El tráfico de la M-1000 es criminal. Procuro no salirme del arcén. Sólo hay que llegar hasta la gasolinera Elf, donde huele a carburante de muchos octanos; un aroma de diamantes. ¿No sabéis cómo huelen los diamantes?

Hace un mes una banda de chavales rociaron con gasolina a un viejo que dormía en la calle, detrás de la Estación Central, y luego le aplicaron una cerilla. Se despertó en llamas.

Una muerte de hereje.

¿Qué cojones quieres decir? El pobre cabrón no distinguía una mezquita de una catedral.

Tal vez su herejía era que no tenía dinero.

Al llegar a la gasolinera bajamos un desnivel que termina en el descampado donde un día levantarán el estadio olímpico. No existen palabras para describirlo, porque es un erial sembrado de fragmentos de desechos, y en su mayoría no tienen nombre.

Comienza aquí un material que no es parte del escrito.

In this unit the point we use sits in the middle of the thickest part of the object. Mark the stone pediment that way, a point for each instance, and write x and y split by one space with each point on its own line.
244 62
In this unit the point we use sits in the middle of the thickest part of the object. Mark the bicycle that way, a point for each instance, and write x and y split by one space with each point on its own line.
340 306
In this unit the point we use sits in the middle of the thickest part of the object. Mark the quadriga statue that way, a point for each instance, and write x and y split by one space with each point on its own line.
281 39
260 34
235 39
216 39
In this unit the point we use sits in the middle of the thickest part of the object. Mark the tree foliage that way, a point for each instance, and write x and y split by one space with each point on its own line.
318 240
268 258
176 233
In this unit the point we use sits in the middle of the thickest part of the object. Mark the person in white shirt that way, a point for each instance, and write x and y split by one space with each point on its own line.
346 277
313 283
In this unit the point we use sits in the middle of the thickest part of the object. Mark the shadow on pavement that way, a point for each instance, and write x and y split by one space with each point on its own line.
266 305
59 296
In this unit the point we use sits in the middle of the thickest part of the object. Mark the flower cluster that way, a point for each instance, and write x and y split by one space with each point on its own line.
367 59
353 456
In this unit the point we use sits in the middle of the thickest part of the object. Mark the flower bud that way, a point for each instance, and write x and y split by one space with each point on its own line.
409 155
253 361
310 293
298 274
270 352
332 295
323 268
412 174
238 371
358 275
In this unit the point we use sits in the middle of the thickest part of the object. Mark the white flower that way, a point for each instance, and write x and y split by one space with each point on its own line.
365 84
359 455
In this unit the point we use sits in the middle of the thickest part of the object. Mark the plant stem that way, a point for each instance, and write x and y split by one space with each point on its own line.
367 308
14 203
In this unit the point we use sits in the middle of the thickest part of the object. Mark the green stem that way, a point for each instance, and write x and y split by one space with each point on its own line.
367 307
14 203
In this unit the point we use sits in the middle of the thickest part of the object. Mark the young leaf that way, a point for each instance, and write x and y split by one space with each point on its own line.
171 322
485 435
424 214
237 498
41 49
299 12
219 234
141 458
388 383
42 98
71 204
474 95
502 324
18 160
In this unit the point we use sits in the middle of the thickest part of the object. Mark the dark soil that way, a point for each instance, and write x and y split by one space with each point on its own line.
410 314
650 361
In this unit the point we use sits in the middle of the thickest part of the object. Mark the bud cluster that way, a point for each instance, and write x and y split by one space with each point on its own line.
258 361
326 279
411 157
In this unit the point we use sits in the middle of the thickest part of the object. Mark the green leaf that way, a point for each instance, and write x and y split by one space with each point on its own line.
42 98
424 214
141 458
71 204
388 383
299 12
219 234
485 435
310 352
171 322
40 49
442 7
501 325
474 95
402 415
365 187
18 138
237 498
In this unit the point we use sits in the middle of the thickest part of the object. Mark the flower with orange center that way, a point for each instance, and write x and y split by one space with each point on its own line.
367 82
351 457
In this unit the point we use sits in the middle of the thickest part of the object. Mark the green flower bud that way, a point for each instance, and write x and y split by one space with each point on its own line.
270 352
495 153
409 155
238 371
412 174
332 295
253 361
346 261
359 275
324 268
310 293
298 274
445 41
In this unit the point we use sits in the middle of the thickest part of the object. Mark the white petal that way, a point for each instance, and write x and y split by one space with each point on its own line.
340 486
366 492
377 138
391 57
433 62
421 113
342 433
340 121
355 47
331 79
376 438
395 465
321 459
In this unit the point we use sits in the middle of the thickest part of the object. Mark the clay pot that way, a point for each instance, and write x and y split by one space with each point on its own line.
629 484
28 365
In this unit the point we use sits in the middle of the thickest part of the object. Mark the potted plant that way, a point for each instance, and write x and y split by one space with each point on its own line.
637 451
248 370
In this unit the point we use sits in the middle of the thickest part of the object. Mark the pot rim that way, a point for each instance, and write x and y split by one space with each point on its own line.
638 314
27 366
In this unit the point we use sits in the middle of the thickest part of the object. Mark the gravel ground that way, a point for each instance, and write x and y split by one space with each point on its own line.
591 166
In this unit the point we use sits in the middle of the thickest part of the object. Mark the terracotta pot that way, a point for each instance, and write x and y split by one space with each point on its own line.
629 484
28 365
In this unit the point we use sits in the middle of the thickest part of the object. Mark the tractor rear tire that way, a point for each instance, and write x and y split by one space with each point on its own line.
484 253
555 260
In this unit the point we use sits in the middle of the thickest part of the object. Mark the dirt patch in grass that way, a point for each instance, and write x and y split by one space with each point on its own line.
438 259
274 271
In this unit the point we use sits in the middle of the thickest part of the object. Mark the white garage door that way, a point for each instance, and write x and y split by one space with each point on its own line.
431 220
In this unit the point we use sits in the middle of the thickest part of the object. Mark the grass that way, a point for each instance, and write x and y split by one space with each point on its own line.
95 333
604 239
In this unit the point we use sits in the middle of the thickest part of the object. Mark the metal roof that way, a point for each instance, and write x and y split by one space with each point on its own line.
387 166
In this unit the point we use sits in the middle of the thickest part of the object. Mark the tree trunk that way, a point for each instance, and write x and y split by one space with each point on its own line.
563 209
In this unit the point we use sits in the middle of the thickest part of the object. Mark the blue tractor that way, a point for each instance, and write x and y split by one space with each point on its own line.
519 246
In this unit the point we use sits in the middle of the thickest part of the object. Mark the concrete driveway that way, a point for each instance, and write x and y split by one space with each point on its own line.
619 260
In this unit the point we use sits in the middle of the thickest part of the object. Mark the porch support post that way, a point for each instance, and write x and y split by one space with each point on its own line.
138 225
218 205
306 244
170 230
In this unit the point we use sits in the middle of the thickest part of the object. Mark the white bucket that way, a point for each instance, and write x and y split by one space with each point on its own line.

Ha terminado el invierno; y ya es primavera. Las noches son todavía lo bastante frías para hacer tiritar a un cuerpo poco abrigado, pero ya no matan. ¡Haber sobrevivido otro invierno! Todo está brotando. Los rábanos de Vica están saliendo bien. El plástico que les puso Vico ha ayudado, pero lo fundamental ha sido el mantillo que robamos. Vica se llama Vica porque vive con Vico.

El terreno se utiliza de vertedero de chatarra. Camiones estrellados. Radiadores partidos. Lavadoras destripadas. Cortadoras de césped oxidadas. Frigoríficos desvencijados. Fregaderos rotos. Hay también matojos y pequeños arbustos, y algunas flores duras, como ojos de perdiz y lenguas de perro.

Eso de ahí es mi montaña. Cuando hace treinta años tiraron la antigua edificación, emplearon un peso pendular y un cable. El edificio no fue aplastado, sino derrumbado. Así que la montaña de escombros es fácil de escalar.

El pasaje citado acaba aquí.